Per approfondimenti sul ricordo di Giovanni Falcone vedi qui
Domande da interrogazione
- Qual è stato l'evento centrale della strage di Capaci?
- Come è stata organizzata la strage di Capaci da parte di Cosa Nostra?
- Quali sono state le conseguenze della strage di Capaci?
- Come viene commemorata la memoria di Giovanni Falcone e della sua famiglia?
- Qual è l'importanza della figura di Giovanni Falcone nella lotta alla mafia?
La strage di Capaci, avvenuta il 23 maggio 1992, portò all'assassinio del magistrato Giovanni Falcone, della moglie Francesca Morvillo e di alcuni agenti della scorta, a causa di un attentato organizzato da Cosa Nostra.
L'attentato fu pianificato nei minimi dettagli da Salvatore Riina e i suoi uomini, che posizionarono un carico di esplosivo sotto un ponte sull'autostrada A29, dove Falcone stava transitando con la sua scorta.

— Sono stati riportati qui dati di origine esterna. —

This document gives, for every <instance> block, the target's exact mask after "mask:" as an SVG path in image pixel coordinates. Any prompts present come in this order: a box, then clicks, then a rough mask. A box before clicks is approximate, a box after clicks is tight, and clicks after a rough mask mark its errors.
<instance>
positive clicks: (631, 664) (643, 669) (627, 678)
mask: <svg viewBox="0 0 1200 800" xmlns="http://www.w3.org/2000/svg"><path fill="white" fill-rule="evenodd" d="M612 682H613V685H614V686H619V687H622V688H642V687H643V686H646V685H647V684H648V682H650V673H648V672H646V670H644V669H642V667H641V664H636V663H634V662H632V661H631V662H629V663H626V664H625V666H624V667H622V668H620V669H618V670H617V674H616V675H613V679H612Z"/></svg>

La strage segnò un punto di rottura nella lotta contro la mafia, portando molti membri di Cosa Nostra a pentirsi e collaborare con la giustizia, contribuendo a indebolire l'organizzazione mafiosa.
Ogni anno, a Palermo e a Capaci, si organizzano cerimonie commemorative per ricordare Falcone e la moglie, e sono state create fondazioni per educare i giovani alla legalità e combattere la criminalità organizzata.
Giovanni Falcone è considerato un eroe della legalità, la cui lotta contro la mafia continua a ispirare e guidare le iniziative contro la criminalità organizzata, rappresentando un faro di speranza per il futuro del Paese.